Fisher information flow in artificial neural networks
This work addresses the need to improve parameter estimation in physics and other fields by leveraging ANNs, offering an incremental method to optimize training and prevent overfitting.
The authors tackled the problem of understanding how Fisher information flows through artificial neural networks (ANNs) during parameter estimation tasks, showing that optimal performance corresponds to maximal Fisher information transmission and that overfitting leads to information loss, which provides a model-free stopping criterion for training without a validation dataset.

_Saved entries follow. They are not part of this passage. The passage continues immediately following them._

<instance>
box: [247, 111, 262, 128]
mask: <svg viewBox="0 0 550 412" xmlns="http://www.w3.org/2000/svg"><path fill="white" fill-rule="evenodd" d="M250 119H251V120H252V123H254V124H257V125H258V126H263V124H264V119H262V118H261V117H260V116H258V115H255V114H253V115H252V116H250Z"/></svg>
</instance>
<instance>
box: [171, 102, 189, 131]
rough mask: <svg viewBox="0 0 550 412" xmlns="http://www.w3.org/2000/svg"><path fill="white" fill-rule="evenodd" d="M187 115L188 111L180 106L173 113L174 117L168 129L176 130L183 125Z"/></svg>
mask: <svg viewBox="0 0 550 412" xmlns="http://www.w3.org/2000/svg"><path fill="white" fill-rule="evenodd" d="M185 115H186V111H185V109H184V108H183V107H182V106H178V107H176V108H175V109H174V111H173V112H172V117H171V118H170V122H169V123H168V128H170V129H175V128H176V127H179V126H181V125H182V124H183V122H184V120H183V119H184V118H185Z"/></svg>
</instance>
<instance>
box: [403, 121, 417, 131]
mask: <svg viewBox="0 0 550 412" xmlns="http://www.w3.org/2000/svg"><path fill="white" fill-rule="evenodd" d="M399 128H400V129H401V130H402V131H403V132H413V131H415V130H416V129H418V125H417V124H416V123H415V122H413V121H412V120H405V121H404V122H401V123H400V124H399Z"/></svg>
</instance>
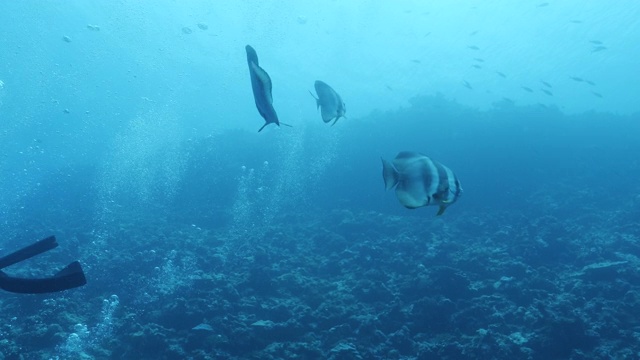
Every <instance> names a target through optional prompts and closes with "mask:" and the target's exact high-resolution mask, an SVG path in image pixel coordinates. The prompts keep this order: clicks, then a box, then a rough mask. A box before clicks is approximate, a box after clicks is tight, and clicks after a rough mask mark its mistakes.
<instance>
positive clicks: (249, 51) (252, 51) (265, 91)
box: [245, 45, 291, 132]
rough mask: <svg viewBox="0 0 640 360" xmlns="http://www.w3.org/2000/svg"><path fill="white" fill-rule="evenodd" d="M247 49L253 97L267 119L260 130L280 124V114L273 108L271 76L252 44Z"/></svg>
mask: <svg viewBox="0 0 640 360" xmlns="http://www.w3.org/2000/svg"><path fill="white" fill-rule="evenodd" d="M245 49H246V50H247V64H248V65H249V75H251V88H252V89H253V99H254V100H255V102H256V107H257V108H258V112H259V113H260V115H262V117H263V118H264V121H265V123H264V125H262V127H261V128H260V129H259V130H258V132H260V131H262V129H264V127H265V126H267V125H269V124H276V125H278V126H280V121H278V114H276V110H275V109H274V108H273V97H272V96H271V78H270V77H269V74H267V72H266V71H264V69H262V68H261V67H260V63H259V62H258V54H257V53H256V51H255V50H254V49H253V48H252V47H251V46H250V45H247V46H246V47H245ZM282 125H287V124H282ZM287 126H291V125H287Z"/></svg>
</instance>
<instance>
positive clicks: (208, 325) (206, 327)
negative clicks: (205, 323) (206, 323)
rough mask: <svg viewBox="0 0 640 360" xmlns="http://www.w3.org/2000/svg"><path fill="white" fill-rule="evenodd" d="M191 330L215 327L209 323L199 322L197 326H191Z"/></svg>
mask: <svg viewBox="0 0 640 360" xmlns="http://www.w3.org/2000/svg"><path fill="white" fill-rule="evenodd" d="M191 330H199V331H213V327H211V325H209V324H204V323H202V324H199V325H197V326H194V327H193V328H191Z"/></svg>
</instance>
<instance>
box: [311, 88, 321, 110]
mask: <svg viewBox="0 0 640 360" xmlns="http://www.w3.org/2000/svg"><path fill="white" fill-rule="evenodd" d="M309 94H311V96H313V98H314V99H316V110H317V109H320V99H318V98H317V97H316V96H315V95H313V93H312V92H311V90H309Z"/></svg>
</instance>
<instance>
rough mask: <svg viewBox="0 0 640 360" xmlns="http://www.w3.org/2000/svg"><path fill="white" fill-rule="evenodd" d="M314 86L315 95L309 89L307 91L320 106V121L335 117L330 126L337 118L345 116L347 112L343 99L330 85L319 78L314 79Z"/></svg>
mask: <svg viewBox="0 0 640 360" xmlns="http://www.w3.org/2000/svg"><path fill="white" fill-rule="evenodd" d="M315 88H316V94H318V96H317V97H316V96H315V95H313V93H312V92H311V91H309V93H311V96H313V98H314V99H316V105H317V106H318V108H320V113H321V114H322V121H324V122H325V123H328V122H331V120H334V119H335V120H334V121H333V124H331V126H333V125H335V124H336V122H338V119H340V118H341V117H345V116H344V114H345V113H346V112H347V107H346V105H345V104H344V101H342V98H341V97H340V95H338V93H337V92H336V91H335V90H333V89H332V88H331V86H329V85H327V84H326V83H324V82H322V81H320V80H316V83H315Z"/></svg>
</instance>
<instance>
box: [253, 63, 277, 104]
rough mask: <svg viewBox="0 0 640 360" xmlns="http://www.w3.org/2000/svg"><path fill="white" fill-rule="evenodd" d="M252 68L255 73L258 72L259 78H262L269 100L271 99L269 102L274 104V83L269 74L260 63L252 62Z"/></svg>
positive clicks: (260, 81) (270, 99) (261, 78)
mask: <svg viewBox="0 0 640 360" xmlns="http://www.w3.org/2000/svg"><path fill="white" fill-rule="evenodd" d="M251 69H252V70H253V72H254V74H256V76H257V77H258V79H260V82H261V83H262V87H263V89H264V93H265V96H266V98H267V101H269V104H273V96H272V95H271V87H272V85H271V78H270V77H269V74H267V72H266V71H264V70H263V69H262V68H261V67H260V66H259V65H257V64H256V63H254V62H252V63H251Z"/></svg>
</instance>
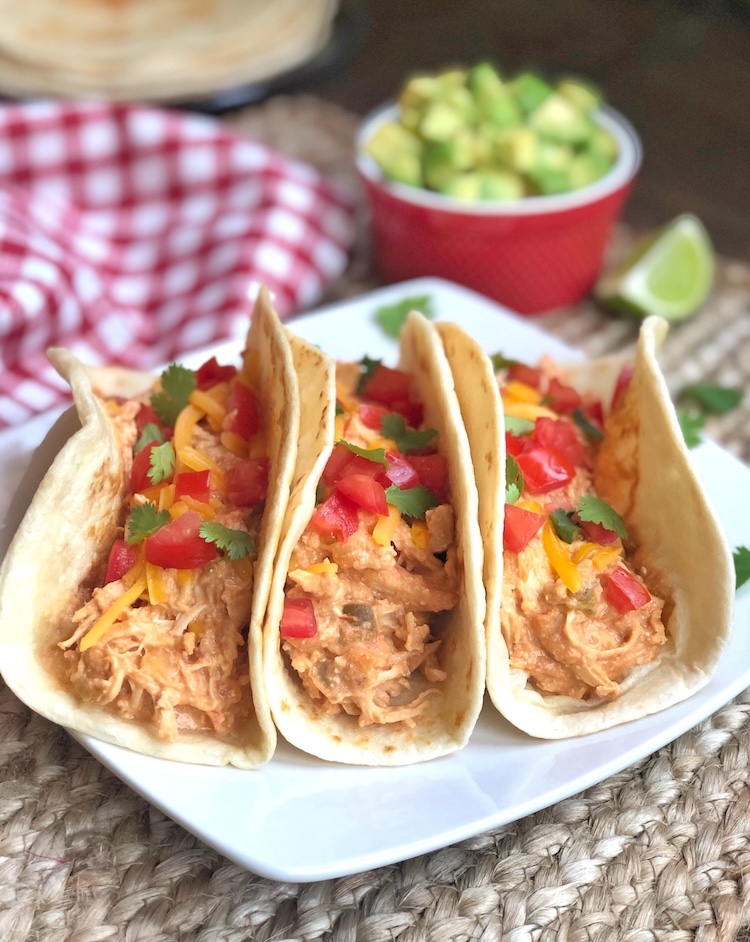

The estimation of continuous parameters from measured data plays a central role in many fields of physics. A key tool in understanding and improving such estimation processes is the concept of Fisher information, which quantifies how information about unknown parameters propagates through a physical system and determines the ultimate limits of precision. With Artificial Neural Networks (ANNs) gradually becoming an integral part of many measurement systems, it is essential to understand how they process and transmit parameter-relevant information internally. Here, we present a method to monitor the flow of Fisher information through an ANN performing a parameter estimation task, tracking it from the input to the output layer. We show that optimal estimation performance corresponds to the maximal transmission of Fisher information, and that training beyond this point results in information loss due to overfitting. This provides a model-free stopping criterion for network training-eliminating the need for a separate validation dataset. To demonstrate the practical relevance of our approach, we apply it to a network trained on data from an imaging experiment, highlighting its effectiveness in a realistic physical setting.